In March 2022, Cross Infinite World announced that they had licensed the series for English digital-only publication.

| No. | Original release date | Original ISBN | North American release date | North American ISBN |
|---|---|---|---|---|
| 1 | September 15, 2020 | 978-4-575-24296-6 | July 8, 2022 | 979-8-88560-008-8 |
| 2 | February 15, 2021 | 978-4-575-24374-1 | December 21, 2022 | 979-8-88560-020-0 |
| 3 | July 14, 2021 (ebook) | — | September 29, 2023 | 979-8-88560-092-7 |
| 4 | July 8, 2022 (ebook) | — | December 29, 2023 | 979-8-88560-045-3 |
| 5 | March 10, 2023 (ebook) | — | February 28, 2025 | 979-8-88560-159-7 |
| 6 | October 10, 2023 (ebook) | — | May 31, 2026 | 979-8-88560-234-1 |
| 7 | June 10, 2024 (ebook) | — | — | — |
| 8 | January 10, 2025 (ebook) | — | — | — |
| 9 | September 10, 2025 (ebook) | — | — | — |
| 10 | June 10, 2026 (ebook) | — | — | — |

===Manga===
A manga adaptation illustrated by Asana Haine began serialization on Futabasha's Gaugau Monster website on December 9, 2020. Haine would illustrate the manga until the fifth volume and was replaced by Netsurō Ohitashi. The manga's chapters have been collected into eleven (including three released digital-only) tankōbon volumes as of June 2026.

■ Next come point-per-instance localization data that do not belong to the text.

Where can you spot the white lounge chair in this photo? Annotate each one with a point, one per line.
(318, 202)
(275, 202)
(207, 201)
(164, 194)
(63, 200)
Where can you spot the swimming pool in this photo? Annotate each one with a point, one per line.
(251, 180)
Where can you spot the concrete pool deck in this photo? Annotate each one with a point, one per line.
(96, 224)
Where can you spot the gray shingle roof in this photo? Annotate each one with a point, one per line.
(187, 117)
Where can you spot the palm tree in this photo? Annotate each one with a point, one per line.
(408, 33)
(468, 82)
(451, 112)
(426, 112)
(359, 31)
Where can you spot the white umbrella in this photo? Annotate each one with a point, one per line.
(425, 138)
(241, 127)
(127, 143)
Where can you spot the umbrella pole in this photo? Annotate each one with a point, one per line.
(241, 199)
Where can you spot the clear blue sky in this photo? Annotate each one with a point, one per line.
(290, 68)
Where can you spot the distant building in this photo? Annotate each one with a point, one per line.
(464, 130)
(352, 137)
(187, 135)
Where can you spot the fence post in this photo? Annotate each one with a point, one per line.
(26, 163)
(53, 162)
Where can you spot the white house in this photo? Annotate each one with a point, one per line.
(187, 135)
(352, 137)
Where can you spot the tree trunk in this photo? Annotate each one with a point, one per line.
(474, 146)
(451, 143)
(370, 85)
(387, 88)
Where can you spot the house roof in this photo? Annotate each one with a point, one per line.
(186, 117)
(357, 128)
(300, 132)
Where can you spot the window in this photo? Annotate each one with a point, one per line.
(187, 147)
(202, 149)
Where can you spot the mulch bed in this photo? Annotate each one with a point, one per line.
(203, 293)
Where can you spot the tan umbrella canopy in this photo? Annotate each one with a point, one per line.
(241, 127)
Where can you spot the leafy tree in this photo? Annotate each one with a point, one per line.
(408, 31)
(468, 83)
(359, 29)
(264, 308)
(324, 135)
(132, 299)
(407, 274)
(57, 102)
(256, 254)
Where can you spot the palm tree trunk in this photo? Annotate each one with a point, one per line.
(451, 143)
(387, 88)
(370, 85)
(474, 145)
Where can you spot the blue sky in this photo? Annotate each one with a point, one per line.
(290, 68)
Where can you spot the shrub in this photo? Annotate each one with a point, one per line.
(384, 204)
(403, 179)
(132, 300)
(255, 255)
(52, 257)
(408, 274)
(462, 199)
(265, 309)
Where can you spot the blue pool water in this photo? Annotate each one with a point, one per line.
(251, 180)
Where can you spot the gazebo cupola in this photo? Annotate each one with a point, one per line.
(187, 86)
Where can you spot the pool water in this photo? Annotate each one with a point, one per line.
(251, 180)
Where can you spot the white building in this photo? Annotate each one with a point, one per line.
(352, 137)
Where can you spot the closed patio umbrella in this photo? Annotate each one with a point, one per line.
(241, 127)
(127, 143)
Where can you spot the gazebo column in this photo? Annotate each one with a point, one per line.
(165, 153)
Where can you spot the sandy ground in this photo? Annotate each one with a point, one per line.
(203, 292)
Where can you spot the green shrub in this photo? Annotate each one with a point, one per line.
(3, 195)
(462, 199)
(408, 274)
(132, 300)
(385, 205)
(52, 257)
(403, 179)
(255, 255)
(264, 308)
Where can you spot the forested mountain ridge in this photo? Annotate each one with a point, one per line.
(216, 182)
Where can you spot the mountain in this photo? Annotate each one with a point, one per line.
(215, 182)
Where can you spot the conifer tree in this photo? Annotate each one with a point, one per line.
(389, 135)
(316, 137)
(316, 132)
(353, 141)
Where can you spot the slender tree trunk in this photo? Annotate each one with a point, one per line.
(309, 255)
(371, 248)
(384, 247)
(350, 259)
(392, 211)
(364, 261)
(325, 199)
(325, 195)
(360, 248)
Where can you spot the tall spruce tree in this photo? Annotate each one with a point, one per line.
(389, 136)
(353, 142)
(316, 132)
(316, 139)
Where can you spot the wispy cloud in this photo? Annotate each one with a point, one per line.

The manga adaptation is published in English on NTT Solmare's MangaPlaza website under the title Gloomy Princess and the Black Cat's Peaceful Engagement Annulment.

| No. | Release date | ISBN |
|---|---|---|
| 1 | April 15, 2021 | 978-4-575-41233-8 |
| 2 | October 15, 2021 | 978-4-575-41305-2 |
| 3 | April 8, 2022 | 978-4-575-41393-9 |
| 4 | November 10, 2022 | 978-4-575-41525-4 |
| 5 | June 9, 2023 | 978-4-575-41663-3 |
| 6 | November 25, 2023 | 978-4-575-41772-2 |
| 7 | May 24, 2024 | 978-4-575-41890-3 |
| 8 | November 25, 2024 | 978-4-575-42025-8 |
| 9 | May 23, 2025 (ebook) | — |
| 10 | November 23, 2025 (ebook) | — |
| 11 | May 23, 2026 (ebook) | — |

==Reception==
The series, alongside The Pregnant Contract Bride: I Was Bought by an Infatuated CEO and Fell Pregnant with His Love Child!, won the Light Novel Prize at NTT Solmare's Digital Comic Awards in 2022.